I have met many wonderful people in my life, but no one has touched my soul as much as Irwin Keinon.

You were an incredible, loving and doting grandfather. You took excessive pride in your children and grandchildren, carrying around their pictures for all to see. Having grandsons serve in the IDF gave you immense joy. You repeatedly told me how proud you are of me for my accomplishments. I might have gained 20 pounds, but you consistently told me how handsome I was. You loved hearing me speak, and your pride in me served as tremendous motivation and inspiration.

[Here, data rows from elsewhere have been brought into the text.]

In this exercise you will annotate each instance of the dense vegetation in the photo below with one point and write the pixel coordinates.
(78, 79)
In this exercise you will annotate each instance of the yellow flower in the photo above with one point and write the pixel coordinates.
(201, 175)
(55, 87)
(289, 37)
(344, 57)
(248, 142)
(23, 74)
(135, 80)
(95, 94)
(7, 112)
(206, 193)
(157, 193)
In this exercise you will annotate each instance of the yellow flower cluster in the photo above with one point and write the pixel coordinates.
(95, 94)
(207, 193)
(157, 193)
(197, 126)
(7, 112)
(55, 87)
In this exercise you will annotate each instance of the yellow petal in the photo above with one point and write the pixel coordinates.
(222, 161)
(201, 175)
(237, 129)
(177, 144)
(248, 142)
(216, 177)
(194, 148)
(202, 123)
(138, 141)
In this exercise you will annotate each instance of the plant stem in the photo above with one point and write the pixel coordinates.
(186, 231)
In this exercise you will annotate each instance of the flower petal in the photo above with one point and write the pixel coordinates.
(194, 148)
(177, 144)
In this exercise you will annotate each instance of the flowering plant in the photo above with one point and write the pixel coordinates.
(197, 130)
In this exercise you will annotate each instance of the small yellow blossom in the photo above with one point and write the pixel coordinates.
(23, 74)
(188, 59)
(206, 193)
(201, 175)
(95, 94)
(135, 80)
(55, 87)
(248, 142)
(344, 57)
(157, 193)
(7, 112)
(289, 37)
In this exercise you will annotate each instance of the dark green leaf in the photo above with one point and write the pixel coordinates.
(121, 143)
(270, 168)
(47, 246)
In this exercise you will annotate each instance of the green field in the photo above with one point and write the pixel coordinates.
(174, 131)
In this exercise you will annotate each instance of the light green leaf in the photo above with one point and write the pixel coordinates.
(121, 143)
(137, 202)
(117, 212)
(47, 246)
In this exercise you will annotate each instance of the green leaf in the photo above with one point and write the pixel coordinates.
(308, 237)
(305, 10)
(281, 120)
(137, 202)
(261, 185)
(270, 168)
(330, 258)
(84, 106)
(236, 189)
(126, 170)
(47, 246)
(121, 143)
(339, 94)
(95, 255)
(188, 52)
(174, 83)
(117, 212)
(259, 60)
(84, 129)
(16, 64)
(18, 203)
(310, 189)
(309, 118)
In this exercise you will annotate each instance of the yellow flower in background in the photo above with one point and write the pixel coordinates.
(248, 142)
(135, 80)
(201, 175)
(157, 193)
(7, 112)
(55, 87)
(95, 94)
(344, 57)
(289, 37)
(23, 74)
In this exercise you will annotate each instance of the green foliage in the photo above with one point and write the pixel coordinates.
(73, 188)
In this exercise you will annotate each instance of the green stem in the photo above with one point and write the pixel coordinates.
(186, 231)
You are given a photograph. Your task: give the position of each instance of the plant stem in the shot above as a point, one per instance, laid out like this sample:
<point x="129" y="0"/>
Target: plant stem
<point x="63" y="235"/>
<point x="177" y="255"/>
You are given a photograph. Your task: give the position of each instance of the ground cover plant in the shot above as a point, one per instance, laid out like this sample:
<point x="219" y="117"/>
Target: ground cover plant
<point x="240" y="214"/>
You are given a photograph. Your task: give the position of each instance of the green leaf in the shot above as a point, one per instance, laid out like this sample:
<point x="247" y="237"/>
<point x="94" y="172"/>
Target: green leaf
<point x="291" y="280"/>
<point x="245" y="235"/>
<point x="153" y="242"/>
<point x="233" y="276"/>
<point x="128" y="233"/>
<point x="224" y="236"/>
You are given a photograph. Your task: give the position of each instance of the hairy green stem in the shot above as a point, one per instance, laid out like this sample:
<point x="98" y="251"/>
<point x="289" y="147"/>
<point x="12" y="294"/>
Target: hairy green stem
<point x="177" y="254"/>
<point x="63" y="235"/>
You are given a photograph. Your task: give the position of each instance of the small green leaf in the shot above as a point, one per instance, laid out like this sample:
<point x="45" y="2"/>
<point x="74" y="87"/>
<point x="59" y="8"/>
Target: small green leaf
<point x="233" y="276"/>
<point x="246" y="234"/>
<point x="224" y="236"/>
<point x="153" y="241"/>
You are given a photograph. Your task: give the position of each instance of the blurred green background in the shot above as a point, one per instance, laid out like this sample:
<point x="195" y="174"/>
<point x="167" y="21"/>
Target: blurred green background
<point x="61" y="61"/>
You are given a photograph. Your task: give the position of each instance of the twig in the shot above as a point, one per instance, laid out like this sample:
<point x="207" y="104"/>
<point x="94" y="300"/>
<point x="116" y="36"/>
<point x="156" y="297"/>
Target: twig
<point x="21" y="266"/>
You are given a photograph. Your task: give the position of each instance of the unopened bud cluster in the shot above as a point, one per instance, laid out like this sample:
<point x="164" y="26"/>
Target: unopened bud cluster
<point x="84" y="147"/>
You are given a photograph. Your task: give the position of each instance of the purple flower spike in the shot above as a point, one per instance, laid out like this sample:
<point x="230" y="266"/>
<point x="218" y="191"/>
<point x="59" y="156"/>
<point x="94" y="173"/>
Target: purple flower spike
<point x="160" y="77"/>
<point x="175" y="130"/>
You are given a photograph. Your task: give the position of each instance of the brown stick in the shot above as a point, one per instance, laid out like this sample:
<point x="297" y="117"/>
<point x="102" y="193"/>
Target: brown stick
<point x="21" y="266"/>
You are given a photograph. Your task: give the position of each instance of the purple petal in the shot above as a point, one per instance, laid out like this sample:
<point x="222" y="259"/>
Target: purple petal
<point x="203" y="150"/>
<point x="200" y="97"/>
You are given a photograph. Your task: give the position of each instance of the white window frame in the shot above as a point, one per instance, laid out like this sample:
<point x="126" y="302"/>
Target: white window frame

You attended as many of my sports games as you could, and I will never forget how I hit two home runs the game you attended.

And, with this idea I will conclude, you had a particular obsession, to desecrate Hitler’s cursed memory. I took this picture off of your bedroom wall. 

Every time another great grandchild would be born, you would add the child to your family tree, that you crafted yourself, with technology that must be over 30 years old. I can see you giddily revising it after every birth to reflect the addition to the family. Whenever we offered you to clean up the family tree, to spruce it up a bit, to modernize it a drop, you politely declined– you took excessive pride in your handiwork, in more ways than one.

You have so many great grandchildren–And LAST NIGHT YOU WERE GIVEN ANOTHER ONE-–  as Malka was blessed with a stunningly beautiful little girl last night–  NOW 21 and counting– Saba, you have so many great grandchildren that they simply don’t all fit on your family tree. So there is a column to the right which counts them. Now 21 in all. Every single one of them a Torah observant Jew. 

And in the bottom right, you wrote in bold red letters the following:

Margot, of blessed memory, would be so proud. Nazis tried to kill her, and she gave birth to two, who gave birth to seven, who-so far- gave birth to (CAPS) TWENTY. TWENTY NINE all told. All Jews. Who won?

You know who won Saba? 

You won. 

Safti won. 

I promise you Saba–my precious Saba– that I will continue to DEDICATE MY LIFE, to ensure that we continue to win.